I wouldn't even know where to start looking for the inspiration that propelled David Arquette to make "The Tripper." Calling it insane is an insult to truly encouraged lunacy, and writing it off as a dumb slasher spin overlooks the film's smattering of ingenuity.

Tripper, The

On the way to a “music and love” festival in the Northern Californian woods, a group of drug-happy “hippies” (Jason Mewes, Jamie King, Marsha Thomason, and Lukas Haas) are under constant attack from the locals, who want none of “their kind” traipsing around the peaceful neighborhood. With the visitors lost in a hallucinogenic haze, the threat is multiplied when a ferocious killer, dressed as Ronald Reagan, starts to pick off the festival attendees one by one.

Written (with Joe Harris, “Darkness Falls”) and directed by Arquette, “The Tripper” is a freaked-out ride through a horror dystopia that is actually more concerned with politics than throat-slittings. It’s Arquette’s wild west homage to conservative retaliation, witnessed through the eyes of the new flower power; the misinformed drug culture of the mid-2000s, where bummers can’t seem to be tempered by uppers anymore.

“Tripper” is almost impossible to squint down to a single descriptive line. The film is all over the field toying with pop culture, red state vs. blue state bad blood, and gruesome genre conventions. It’s a vanity project that forgot the vanity; Arquette calling in all the favors he could possibly stand to lacquer on enough polish to make this scrappy piece of crazy at least something bearable to sit through.

I’ll admit, the film is shot with some sense of authority. A low-budget feature actually captured on film (a dying art), cinematographer Bobby Bukowski glides around the feature looking for the ideal grainy angle or psychedelic swirl. The shooter gets the most mileage out of Arquette’s muddled vision, embracing the threadbare roots of the production to inject a little retro horror flavor into the proceedings.

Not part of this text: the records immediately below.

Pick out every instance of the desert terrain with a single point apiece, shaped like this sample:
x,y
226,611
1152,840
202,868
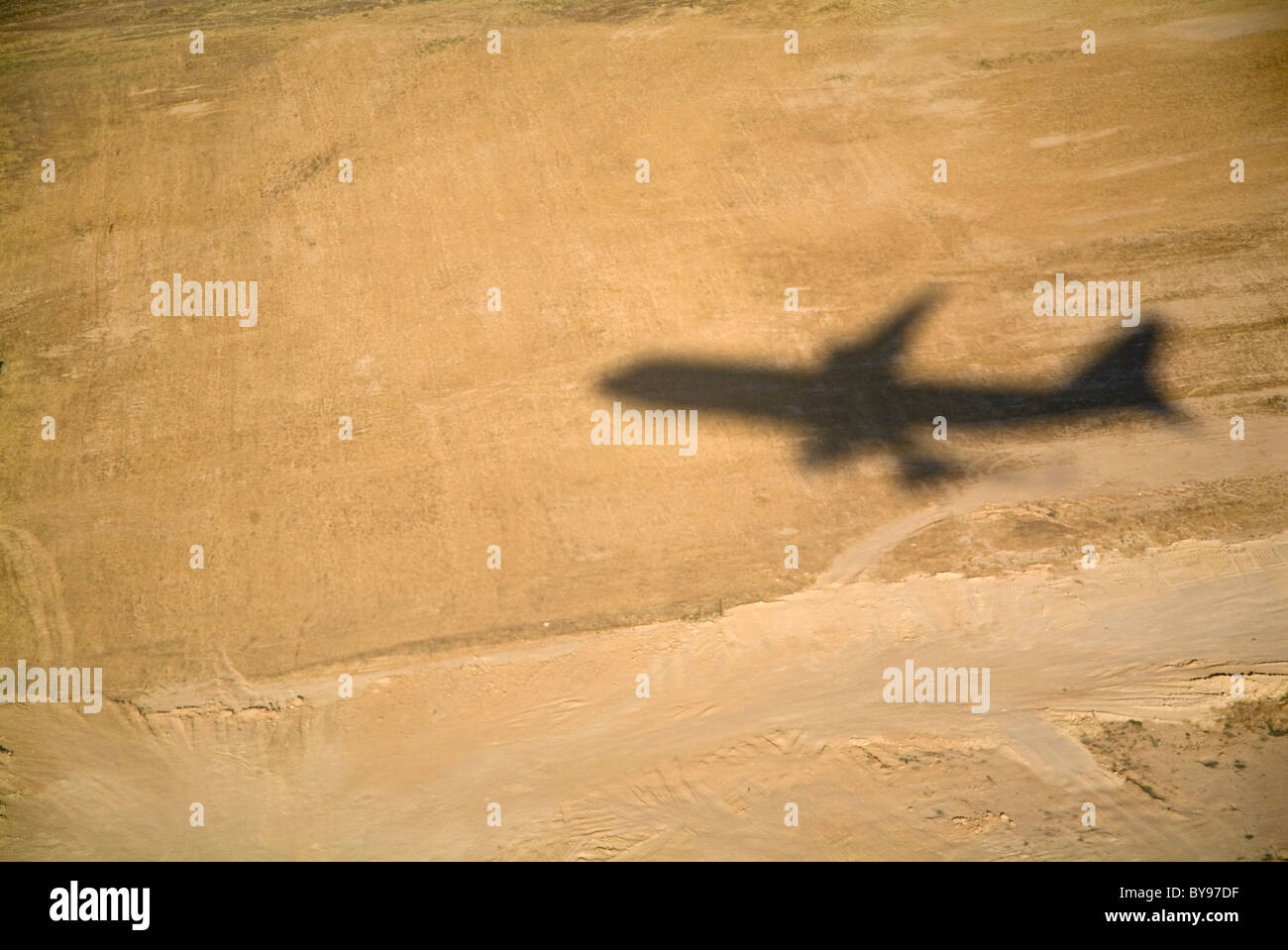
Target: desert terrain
x,y
518,685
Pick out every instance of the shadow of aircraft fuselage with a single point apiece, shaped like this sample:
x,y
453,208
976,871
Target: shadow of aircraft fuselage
x,y
859,399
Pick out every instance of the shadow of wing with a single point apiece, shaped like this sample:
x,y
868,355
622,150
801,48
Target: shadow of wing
x,y
720,386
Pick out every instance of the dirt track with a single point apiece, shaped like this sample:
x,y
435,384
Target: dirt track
x,y
472,429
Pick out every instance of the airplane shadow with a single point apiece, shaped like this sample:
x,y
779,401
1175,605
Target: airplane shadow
x,y
857,399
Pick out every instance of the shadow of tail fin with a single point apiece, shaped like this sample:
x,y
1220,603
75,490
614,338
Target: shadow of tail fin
x,y
1122,374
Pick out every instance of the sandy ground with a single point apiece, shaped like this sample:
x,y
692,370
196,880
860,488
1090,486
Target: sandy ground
x,y
518,686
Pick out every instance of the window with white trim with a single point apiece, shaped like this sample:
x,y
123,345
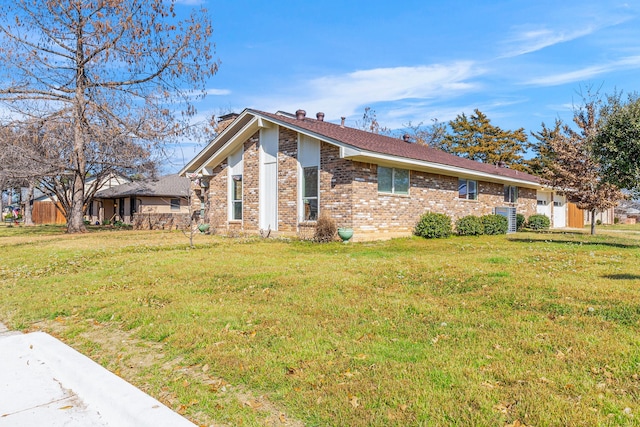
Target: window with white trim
x,y
393,180
510,194
236,197
309,179
236,170
467,189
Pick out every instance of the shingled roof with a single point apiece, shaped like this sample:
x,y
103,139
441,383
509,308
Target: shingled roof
x,y
165,186
391,146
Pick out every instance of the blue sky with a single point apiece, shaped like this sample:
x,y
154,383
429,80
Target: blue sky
x,y
520,62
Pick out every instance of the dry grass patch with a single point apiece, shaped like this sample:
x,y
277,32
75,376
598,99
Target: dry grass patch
x,y
537,329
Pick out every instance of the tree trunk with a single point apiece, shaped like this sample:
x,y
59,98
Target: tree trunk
x,y
75,219
28,206
2,182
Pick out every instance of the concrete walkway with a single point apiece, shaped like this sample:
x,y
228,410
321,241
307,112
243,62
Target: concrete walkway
x,y
44,382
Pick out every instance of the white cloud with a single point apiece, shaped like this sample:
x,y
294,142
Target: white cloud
x,y
218,92
344,94
630,62
531,40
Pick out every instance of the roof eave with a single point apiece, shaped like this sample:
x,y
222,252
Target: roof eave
x,y
207,152
432,167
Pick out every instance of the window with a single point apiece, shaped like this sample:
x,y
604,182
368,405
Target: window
x,y
236,197
467,189
310,193
392,180
510,194
236,170
309,178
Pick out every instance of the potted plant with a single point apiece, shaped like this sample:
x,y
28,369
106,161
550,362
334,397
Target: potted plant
x,y
345,233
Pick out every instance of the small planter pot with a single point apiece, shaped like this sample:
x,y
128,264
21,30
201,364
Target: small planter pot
x,y
345,234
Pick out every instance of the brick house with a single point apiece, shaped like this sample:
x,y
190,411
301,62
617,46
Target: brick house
x,y
279,172
159,203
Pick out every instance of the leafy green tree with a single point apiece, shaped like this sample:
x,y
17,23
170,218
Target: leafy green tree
x,y
475,138
617,144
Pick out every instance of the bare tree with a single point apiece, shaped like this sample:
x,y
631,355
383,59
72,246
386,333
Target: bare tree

Arquette can also be counted on to at least adhere to one of the standards of the genre: gore. “Tripper” is a violent picture, packaged tight with chopped limbs and enough blood flow to please even the most rabid fan of horror. “Tripper” certainly works hard trying to come up with ways for Ronnie to slaughter his victims, and while the satire is lost in the tomfoolery, the singular visual of Ronald Reagan running around with an axe is good enough to save “Tripper” from certain yawns. It’s Arquette’s most fertile cinematic idea, but he loses the fine point of the jab when it comes time to actually confront what the film is about.

Calling “Tripper” an assault on conservatism and Republicans is missing the obvious fumbled execution of the feature. It seems the filmmaker hates his liberals as well, portraying the hippies as obnoxiously and unpleasantly as any backwoods character in the film. Truthfully, “Tripper” is a fiesta of unlikable people with dastardly motives acting stupidly for the delight of the audience. However, I’m not blind. Arquette opens the film using Reagan’s atrocious conservation quotations as a kick off point for the carnage and climaxes the film with a pig named “George W.” It’s a sharp knife he wields, but his aim could use some practice.

An acid-drenched political slasher film is certainly a splendidly provocative idea, but “The Tripper” is only halfway realized to brilliance. Much like David Arquette’s acting career, the film is often unbearable and rarely shows competence, but still remains an antagonistic curiosity that can’t be easily denied.